Claro. Tenho três, a mais nova com 23 anos, e eu controlava até a televisão. Eu nunca as ajudei nos TPCs: responsabilizava-as. Temos de ensiná-los a pensar a longo prazo, a ter capacidade de reagir, de sonhar, de se auto-regular, de trabalhar as frustrações, de se colocar no lugar do outro. E tudo isto na infância, até que você não precisa mais vigiá-los. Queremos trazer para Portugal a Escola da Inteligência, um programa que através de histórias e metáforas vai às escolas ensinar as crianças a protegerem as suas emoções. Não é a quantidade de informação que determina a qualidade de um pensador. Estamos formando repetidores de dados e não pensadores, e precisamos de diminuir a avalanche de informações para formar a consciência crítica e o pensamento criativo das crianças.
Como proteger os mais pequenos?
A partir de dentro: se a sociedade me abandona, eu sobrevivo. Mas se eu me abandonar, eu não sobrevivo. A emoção não pode tornar-se hipersensível, temos de proteger a nossa autoestima e mudar a maneira como contamos a nossa própria história. Hoje é possível reinventar um ser humano, reurbanizar a sua memória consciente e emergente.

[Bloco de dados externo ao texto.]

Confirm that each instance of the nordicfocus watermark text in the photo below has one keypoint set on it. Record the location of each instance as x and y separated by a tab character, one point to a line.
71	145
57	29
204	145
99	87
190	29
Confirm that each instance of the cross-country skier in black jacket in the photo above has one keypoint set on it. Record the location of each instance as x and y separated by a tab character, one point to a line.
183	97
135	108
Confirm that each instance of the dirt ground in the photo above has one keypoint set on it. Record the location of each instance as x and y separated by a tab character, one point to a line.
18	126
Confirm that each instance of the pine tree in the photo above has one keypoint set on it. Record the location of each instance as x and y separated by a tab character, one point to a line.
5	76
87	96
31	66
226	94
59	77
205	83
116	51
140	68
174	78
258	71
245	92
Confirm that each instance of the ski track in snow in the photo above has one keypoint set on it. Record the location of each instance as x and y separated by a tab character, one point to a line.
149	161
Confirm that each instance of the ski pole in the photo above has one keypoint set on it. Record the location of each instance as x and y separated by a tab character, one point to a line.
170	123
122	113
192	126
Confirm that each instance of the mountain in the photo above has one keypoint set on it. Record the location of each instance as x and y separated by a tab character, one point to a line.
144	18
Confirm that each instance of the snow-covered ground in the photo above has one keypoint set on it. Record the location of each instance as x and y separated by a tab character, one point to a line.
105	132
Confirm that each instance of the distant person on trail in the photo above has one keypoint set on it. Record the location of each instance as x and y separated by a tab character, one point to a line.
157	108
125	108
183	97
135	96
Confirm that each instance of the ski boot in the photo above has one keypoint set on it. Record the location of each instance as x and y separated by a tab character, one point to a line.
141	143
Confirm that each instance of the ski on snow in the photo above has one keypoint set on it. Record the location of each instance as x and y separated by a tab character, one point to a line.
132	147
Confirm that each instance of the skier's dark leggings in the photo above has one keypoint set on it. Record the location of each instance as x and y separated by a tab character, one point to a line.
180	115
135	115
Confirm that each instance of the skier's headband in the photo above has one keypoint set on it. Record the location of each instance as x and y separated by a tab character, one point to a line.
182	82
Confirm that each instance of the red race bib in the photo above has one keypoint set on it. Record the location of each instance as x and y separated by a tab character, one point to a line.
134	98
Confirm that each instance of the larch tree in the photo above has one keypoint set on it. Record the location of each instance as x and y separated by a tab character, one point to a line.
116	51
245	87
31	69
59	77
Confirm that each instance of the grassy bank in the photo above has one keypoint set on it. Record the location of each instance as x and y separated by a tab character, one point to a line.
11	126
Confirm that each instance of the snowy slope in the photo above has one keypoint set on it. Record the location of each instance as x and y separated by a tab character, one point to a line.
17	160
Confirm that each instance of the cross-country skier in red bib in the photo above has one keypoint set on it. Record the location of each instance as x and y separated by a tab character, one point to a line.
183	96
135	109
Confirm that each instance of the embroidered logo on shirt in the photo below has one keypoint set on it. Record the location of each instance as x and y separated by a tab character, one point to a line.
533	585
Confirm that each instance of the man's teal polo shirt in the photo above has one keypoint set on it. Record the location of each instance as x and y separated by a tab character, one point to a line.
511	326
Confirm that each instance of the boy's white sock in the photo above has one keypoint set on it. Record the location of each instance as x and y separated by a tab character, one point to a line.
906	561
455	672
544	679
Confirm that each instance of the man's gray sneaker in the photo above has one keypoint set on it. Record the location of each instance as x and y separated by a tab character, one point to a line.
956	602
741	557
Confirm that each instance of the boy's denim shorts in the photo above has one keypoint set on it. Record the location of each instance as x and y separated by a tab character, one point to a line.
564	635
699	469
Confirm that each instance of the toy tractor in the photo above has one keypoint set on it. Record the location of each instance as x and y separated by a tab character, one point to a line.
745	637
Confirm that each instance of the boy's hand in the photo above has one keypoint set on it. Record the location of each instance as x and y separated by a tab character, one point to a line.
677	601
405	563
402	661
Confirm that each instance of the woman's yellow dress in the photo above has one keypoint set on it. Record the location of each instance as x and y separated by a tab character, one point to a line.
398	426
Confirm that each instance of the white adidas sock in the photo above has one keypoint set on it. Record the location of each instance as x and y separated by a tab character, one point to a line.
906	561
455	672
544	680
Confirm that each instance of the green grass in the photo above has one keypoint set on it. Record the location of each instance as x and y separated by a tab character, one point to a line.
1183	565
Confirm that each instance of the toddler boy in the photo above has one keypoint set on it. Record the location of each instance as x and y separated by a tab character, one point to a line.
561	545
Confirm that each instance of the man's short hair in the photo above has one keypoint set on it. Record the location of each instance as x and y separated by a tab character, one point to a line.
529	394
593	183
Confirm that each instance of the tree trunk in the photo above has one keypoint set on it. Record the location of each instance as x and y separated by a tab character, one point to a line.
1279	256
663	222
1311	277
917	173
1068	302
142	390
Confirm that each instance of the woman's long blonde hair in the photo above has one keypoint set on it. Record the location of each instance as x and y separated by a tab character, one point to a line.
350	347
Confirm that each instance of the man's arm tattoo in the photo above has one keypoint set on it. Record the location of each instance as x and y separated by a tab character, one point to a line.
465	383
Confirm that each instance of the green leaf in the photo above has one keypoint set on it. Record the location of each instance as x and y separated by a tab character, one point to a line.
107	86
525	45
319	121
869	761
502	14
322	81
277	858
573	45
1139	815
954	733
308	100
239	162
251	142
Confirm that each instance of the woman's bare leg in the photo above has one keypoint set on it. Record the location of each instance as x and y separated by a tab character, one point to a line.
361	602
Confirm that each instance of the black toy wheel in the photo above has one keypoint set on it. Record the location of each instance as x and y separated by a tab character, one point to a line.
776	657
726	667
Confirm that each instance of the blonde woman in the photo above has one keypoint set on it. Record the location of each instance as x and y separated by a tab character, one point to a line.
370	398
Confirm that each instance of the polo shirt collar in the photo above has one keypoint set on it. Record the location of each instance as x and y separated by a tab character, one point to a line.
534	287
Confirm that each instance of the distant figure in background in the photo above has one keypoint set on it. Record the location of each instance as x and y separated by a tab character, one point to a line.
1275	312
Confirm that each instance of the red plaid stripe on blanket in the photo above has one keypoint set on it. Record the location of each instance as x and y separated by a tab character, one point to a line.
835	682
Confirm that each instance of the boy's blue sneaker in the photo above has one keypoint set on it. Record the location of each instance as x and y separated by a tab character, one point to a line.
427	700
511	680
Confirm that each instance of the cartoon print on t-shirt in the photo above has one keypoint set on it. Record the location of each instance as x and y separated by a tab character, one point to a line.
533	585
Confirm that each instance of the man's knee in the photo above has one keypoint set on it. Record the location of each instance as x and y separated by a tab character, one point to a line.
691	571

Quem foi o homem mais inteligente do mundo?
‘O homem mais inteligente da história’ (Ed. Pergaminho) é a jornada de um cientista em torno da mente de Jesus: “Quando comecei a estudar Jesus, fiquei pasmado. Ele tinha todos os motivos para estar deprimido. Mas nunca se viu alguém tão feliz e motivado. O engraçado é que ele é o homem mais famoso da História mas o menos conhecido em termos do que nos ensinou emocionalmente. Uma das coisas que me fascinou foi a sua capacidade de comunicar a sua dor. Ensinou-nos não a ser heróis mas a sermos transparentes, a não termos medo das nossas emoções.”

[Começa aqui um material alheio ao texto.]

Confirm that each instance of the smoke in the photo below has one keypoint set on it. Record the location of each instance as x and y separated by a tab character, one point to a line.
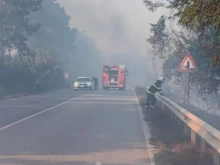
118	28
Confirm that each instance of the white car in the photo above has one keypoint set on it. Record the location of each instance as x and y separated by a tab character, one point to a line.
82	83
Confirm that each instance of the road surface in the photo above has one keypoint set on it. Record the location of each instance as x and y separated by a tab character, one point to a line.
72	128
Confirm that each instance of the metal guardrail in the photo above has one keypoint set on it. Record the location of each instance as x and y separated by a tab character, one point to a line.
206	132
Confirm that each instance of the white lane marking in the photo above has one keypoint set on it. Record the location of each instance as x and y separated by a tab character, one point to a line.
146	133
38	113
98	163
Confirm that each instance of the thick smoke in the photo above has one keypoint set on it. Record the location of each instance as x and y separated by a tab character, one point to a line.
119	29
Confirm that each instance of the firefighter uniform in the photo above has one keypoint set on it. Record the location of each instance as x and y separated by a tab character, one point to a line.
154	88
95	81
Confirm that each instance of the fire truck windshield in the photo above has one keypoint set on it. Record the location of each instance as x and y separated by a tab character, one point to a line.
113	73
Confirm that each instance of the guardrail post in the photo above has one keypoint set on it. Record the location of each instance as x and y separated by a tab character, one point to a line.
193	137
162	106
216	159
202	145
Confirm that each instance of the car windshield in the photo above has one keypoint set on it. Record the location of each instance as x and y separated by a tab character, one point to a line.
83	79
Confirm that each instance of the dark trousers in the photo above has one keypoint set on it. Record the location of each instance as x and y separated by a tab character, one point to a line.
96	85
151	100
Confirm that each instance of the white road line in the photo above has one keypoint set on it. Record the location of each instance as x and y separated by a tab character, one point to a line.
146	133
98	163
36	114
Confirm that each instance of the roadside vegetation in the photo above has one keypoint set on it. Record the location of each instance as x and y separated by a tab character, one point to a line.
171	145
191	27
37	45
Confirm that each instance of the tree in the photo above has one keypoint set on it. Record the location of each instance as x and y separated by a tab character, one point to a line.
190	12
15	26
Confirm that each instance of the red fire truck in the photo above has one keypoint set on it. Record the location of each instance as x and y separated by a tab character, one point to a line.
114	77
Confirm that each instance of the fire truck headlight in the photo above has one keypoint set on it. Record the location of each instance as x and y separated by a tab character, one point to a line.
89	83
76	84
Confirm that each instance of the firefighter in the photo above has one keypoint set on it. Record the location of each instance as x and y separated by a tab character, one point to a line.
154	88
95	80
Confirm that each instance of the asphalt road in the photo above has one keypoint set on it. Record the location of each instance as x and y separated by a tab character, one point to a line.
73	128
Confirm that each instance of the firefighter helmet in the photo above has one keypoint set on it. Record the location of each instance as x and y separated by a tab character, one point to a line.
161	78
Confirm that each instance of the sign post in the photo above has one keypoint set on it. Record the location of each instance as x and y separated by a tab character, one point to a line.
188	65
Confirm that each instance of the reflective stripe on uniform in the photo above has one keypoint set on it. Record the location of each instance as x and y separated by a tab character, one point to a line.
158	88
150	92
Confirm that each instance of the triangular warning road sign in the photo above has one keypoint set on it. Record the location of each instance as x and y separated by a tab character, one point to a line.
188	64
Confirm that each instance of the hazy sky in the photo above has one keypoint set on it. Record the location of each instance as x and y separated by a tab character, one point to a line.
116	26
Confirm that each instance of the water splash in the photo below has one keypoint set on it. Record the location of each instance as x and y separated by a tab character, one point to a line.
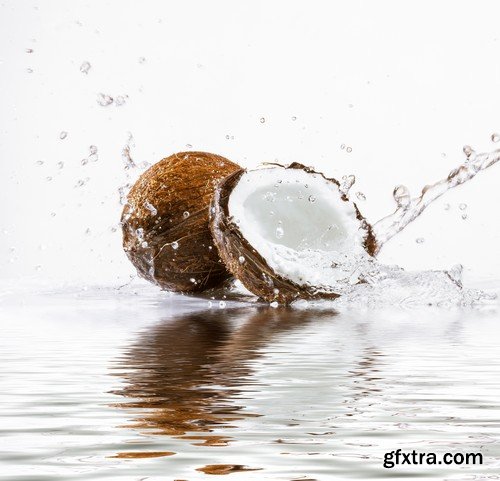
408	208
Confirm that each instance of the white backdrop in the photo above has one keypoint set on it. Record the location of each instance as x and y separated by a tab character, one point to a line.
404	84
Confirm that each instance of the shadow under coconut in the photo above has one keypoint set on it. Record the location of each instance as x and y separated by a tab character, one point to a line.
187	375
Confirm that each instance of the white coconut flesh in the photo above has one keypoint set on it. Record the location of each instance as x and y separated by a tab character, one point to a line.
299	224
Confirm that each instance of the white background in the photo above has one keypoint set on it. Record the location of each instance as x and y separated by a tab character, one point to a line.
405	84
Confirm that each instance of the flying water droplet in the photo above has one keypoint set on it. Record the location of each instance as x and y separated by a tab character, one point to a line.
401	195
85	67
347	182
104	100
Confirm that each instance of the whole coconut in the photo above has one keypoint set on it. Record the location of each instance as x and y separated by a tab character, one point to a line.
165	222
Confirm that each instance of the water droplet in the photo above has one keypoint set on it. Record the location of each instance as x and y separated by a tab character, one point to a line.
347	182
401	195
82	182
150	207
85	67
140	234
468	150
120	100
104	100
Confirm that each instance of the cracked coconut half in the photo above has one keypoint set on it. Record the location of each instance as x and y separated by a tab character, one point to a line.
289	232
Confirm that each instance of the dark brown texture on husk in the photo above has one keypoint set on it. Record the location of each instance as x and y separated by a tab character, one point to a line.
255	274
182	183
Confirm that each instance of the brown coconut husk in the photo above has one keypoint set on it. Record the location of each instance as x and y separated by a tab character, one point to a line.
170	248
255	274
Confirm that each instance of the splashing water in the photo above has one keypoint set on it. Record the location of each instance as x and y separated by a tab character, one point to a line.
408	209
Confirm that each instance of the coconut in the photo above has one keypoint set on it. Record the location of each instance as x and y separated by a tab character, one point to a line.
289	233
165	222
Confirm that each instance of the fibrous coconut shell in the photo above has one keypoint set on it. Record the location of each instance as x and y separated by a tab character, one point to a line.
165	222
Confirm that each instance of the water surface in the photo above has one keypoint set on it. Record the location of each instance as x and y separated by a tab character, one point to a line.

Augusto Cury em 10 segundos
Psiquiatra e escritor, é o autor mais lido no Brasil dos últimos anos. Formado em medicina e doutorado em administração, cedo percebeu que havia um enorme campo a desbravar na área da emoção. Criador do conceito de inteligência multifocal, que estuda a forma como consciente e inconsciente se ligam, também desenvolveu o projeto Escola da Inteligência, para ensinar as crianças a protegerem as suas emoções.